Closed albertomercurio closed 3 weeks ago

albertomercurio commented 3 weeks ago

Hello,

as the title, it was surprising that float(Int32(1)) gives a Float64. Is there a reason behind this choice? Or is it just a bug?

I would have expected it to have maintained the same precision.

giordano commented 3 weeks ago

The float docstring makes no promise of keeping the same data size and the example shows an Int32 being converted to Float64, so this all seems to be on purpose.

chelate commented 3 weeks ago

Float32(2^32-1)-Float64(2^32-1) = 1.0, because of the exponent you need more float bits to represent integers to the same precision. Float32 only has 24 bits of fractional precision.

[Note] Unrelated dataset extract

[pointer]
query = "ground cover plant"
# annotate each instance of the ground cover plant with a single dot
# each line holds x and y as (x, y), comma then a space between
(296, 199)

albertomercurio commented 3 weeks ago

Ok, but the same would hold for Int64, where the corresponding float would be a possible Float128 and so on. While here it seems that there is an exception.

I have to define a function with very basic operations like +, *, /, exp, and I want to keep the same precision. But if I use Int32 as arguments, then I get Float64.

timholy commented 3 weeks ago

Julia doesn't have Float128 in Base (you need Quadmath.jl for that), and hardware support is not widespread.

Presumably the policy is: if we can represent it exactly using a type with hardware support, do so. So this is not an exceptional case. Moreover, this was all hashed out long ago and any changes now would be incredibly disruptive.

giordano commented 3 weeks ago

I'm not sure what you mean by "same precision" as there's little correlation between the the integer datatype and the floating point datatype (the range of numbers they can represent is different and the distance between consecutive numbers is in general different), apart from having the same size for their canonical representations. Besides, the change you suggest would be breaking.

If you really want to do that and don't want to wait for a hypothetical Julia v2.0 (and no assurance this idea will be accepted anyway), surely you can define a custom function which achieves what you want.